# обо всём, что видел



## Jervoltage

Hi,

Я должен был рассказать милиционеру обо всём, что видел.
I had to tell the police officer everything I saw.

Please, why is the imperfective видел (and not the perfective увидел) used in the sentence above, even though the action of seeing was not continuing any more?

Many thanks.


----------



## Maroseika

Увидел is also possible, but the sense would be different, although the difference is subtle.
As the matter of fact, completeness/incompleteness of an action is not the only function of the category of perfectness in Russian, like in this case, where according to the context both actions are completed. More generally, this category tells what is the utternace more about: process (Imperfect) or result (Perfect).


----------



## punctuate

Jervoltage said:


> Please, why is the imperfective видел (and not the perfective увидел) used in the sentence above, even though the action is completed?

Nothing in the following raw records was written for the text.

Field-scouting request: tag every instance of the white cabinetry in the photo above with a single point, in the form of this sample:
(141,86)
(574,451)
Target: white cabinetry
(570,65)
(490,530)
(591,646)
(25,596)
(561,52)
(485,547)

Because completeness has nothing to do with perfectiveness; that they are in close relationship is a popular mistake that happens to be written in many textbooks. The situation does not have implications for the choice of the aspect, but the verb does, compare: я рассказал тебе всё, что мне привиделось vs. я рассказал тебе всё, что видел vs. я рассказал тебе всё, что заметил or успел заметить. The action 'I saw' in this context is not required to be structureless, quite the contrary: it needs a structure for better expression of the thought. So the aspect is chosen that pays attention to the structure of the action rather than to its interactions with other actions (conditions, effects, etc).


----------



## Jervoltage

Thank you both very much.

I changed the wording of my question a little bit.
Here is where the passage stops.